The existing categories that would be consolidated are the two separate categories for reporting compensation for serving as faculty or a speaker for continuing medical education (CME) programs. When the Sunshine Act was first implemented, the regulations included a special exclusion for reporting payments or other transfers of value associated with a CME program if the payment was provided to an accredited or certified program. In response to stakeholder feedback to the CY 2015 physician fee schedule proposed rule, CMS eliminated the special exception such that all payments, both for accredited/certified programs and unaccredited/noncertified programs, had to be reported.

Each type of program, however, currently has its own separate nature of payment category. CMS now proposes to collapse these categories into a single “medical education programs” nature of payment category because the agency “no longer believe[s] that the distinction in this category is necessary.”

Standardizing Data on Reported Covered Drugs, Devices, Biologicals, or Medical Supplies

When reporting payments or other transfers of value related to specific covered drugs or biologics, CMS currently requires applicable manufacturers also to report the names and the applicable NDCs. The same reporting requirements did not apply to device manufacturers, however, because there weren’t any federally recognized device identifiers when the Open Payments program first started. With the advent of unique device identifiers (UDIs) that were established, and continue to be implemented by the FDA, CMS now believes that the use of UDIs and device identifiers (DIs), which are a subcomponent of the UDI, have become more standardized.

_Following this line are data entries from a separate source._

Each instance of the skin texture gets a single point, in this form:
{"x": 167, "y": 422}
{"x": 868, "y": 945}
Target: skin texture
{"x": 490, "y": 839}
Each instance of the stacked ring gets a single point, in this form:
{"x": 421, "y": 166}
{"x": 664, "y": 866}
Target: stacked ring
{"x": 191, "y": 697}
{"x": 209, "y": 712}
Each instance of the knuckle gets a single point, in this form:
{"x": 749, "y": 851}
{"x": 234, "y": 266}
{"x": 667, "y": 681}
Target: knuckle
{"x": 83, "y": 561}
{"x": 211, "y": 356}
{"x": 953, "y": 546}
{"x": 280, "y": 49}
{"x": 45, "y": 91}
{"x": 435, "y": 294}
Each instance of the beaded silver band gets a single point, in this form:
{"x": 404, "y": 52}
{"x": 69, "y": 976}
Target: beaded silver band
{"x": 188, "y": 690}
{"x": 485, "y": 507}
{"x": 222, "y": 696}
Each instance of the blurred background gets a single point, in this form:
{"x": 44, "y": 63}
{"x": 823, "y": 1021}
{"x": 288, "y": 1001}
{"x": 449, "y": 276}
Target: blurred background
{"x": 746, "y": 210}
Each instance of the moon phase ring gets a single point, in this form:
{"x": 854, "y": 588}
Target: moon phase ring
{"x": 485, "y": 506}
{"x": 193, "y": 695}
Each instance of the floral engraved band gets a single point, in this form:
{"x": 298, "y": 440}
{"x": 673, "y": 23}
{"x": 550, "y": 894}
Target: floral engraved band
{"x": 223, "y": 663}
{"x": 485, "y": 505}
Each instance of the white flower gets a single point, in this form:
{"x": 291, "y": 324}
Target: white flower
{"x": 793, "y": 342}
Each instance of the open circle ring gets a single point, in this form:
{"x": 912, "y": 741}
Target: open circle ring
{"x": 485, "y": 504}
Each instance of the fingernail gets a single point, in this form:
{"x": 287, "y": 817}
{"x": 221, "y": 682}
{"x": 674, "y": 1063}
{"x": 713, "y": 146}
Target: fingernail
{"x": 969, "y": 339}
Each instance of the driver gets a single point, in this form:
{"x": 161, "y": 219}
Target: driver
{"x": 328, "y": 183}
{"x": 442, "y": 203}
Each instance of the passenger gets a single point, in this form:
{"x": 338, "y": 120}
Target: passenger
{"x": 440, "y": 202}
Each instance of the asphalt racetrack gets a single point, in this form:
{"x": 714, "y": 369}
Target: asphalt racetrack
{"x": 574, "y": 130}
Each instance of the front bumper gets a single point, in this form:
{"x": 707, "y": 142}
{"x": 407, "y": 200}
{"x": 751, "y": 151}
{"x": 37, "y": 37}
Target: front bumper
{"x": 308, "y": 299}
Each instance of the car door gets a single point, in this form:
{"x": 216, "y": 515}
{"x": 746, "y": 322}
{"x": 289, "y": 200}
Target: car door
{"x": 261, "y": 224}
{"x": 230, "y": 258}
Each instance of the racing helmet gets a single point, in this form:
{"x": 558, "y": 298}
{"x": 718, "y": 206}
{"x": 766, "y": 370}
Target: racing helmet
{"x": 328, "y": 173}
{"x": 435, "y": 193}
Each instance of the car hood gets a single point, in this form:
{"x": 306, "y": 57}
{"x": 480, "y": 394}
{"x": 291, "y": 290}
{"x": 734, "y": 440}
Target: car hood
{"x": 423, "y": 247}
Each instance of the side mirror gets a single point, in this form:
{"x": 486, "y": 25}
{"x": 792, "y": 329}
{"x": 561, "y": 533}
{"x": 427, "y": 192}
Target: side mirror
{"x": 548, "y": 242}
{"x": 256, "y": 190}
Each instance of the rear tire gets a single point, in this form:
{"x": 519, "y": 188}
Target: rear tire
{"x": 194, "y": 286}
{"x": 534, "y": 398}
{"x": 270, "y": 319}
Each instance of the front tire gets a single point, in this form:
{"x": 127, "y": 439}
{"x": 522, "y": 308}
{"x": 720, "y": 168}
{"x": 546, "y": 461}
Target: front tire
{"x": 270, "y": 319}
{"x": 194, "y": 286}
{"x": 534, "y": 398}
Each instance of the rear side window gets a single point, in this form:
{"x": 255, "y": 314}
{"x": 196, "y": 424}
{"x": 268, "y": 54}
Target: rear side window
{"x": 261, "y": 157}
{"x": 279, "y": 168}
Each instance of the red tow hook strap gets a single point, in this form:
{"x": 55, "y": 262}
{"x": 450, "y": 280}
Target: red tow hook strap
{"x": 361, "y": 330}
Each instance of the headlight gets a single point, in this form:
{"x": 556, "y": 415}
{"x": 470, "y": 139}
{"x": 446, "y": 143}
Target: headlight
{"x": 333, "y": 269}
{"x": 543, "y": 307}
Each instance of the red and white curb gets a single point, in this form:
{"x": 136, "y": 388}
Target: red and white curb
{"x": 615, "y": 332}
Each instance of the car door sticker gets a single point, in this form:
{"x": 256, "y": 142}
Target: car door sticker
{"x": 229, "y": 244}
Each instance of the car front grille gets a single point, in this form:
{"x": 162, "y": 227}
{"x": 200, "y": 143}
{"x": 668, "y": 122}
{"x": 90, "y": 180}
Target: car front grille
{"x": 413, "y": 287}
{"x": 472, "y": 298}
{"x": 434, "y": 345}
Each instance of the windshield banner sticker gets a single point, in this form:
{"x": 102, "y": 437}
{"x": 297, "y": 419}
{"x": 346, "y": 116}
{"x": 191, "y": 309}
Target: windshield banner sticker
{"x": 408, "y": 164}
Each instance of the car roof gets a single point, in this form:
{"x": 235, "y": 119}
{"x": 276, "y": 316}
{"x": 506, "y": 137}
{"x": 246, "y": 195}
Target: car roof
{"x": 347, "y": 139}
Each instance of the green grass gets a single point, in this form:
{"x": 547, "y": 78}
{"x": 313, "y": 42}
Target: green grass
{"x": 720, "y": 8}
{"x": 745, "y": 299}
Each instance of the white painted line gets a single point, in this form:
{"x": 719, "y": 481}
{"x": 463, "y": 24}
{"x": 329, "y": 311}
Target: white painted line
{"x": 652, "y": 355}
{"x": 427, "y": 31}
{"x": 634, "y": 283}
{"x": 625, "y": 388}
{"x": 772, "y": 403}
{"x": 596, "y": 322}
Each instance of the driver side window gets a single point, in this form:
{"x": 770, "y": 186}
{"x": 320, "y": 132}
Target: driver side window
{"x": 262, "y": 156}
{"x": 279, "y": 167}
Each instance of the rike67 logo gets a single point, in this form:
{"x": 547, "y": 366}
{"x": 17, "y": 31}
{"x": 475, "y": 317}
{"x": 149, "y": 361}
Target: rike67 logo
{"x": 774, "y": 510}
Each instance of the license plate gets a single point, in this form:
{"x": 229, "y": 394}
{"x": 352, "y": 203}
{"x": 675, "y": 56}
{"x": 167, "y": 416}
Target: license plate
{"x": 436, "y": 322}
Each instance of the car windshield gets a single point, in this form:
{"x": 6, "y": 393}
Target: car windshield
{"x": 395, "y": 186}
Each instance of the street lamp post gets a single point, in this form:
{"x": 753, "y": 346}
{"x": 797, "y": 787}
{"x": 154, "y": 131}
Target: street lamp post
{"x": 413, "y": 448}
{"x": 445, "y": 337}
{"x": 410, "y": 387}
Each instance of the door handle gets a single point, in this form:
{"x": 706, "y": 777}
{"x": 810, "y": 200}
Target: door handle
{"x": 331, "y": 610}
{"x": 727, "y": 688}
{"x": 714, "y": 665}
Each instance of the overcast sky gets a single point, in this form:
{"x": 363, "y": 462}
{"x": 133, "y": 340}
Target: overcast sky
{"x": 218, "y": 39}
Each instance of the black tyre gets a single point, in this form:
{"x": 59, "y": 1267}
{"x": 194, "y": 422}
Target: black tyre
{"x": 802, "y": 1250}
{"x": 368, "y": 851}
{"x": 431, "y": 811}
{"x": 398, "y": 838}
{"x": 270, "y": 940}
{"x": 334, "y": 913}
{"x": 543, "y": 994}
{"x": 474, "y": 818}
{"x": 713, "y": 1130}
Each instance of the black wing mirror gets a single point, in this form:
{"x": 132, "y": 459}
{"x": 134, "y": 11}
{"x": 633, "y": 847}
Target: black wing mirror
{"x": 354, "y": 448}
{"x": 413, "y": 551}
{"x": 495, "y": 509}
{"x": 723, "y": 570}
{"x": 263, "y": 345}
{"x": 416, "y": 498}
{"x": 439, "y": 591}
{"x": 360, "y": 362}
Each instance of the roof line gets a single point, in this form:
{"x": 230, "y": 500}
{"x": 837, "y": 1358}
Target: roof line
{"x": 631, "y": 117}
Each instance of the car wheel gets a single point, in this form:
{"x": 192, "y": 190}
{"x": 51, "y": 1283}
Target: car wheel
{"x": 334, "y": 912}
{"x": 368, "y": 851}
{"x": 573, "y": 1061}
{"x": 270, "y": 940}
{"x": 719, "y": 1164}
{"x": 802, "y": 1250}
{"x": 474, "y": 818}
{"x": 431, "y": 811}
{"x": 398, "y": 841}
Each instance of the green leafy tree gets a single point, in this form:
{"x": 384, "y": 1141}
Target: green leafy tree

As such, CMS proposes that the DI component, the mandatory fixed portion of the UDI assigned to a device, be reported by device manufacturers going forward to provide “more concise information about the medical supplies and devices associated with a transaction.”

Finally, the agency proposes to correct an error from the CY 2016 physician fee schedule final rule that resulted in the inadvertent removal of the requirement for applicable manufacturers to report the NDC for drugs and biologics for payments or transfers of value related to research.

We propose to correct this error in order to reiterate that NDCs are required for both research and non-research payments and to make the change effective 60 days from publishing the final rule.

Conclusion

Although CMS also noted in the proposed rule that it has been “committed to stakeholder engagement in an effort to limit burden in the Open Payments program reporting processes,” this is difficult to reconcile with the significant increase in reporting obligations through implementation of the requirements of the SUPPORT Act. CMS’s proposal to create three new nature of payment categories, consolidate two others, and require reporting of DIs may enhance the precision of data reported to the public, but it does nothing to limit the burden on applicable manufacturers. Applicable manufacturers need to begin modifying their data collection and aggregation systems to accommodate the extensive expansion of covered recipients from two to five different types of healthcare professionals in order to begin collecting data at the beginning of 2021.

DISCLAIMER: Because of the generality of this update, the information provided herein may not be applicable in all situations and should not be acted upon without specific legal advice based on particular situations.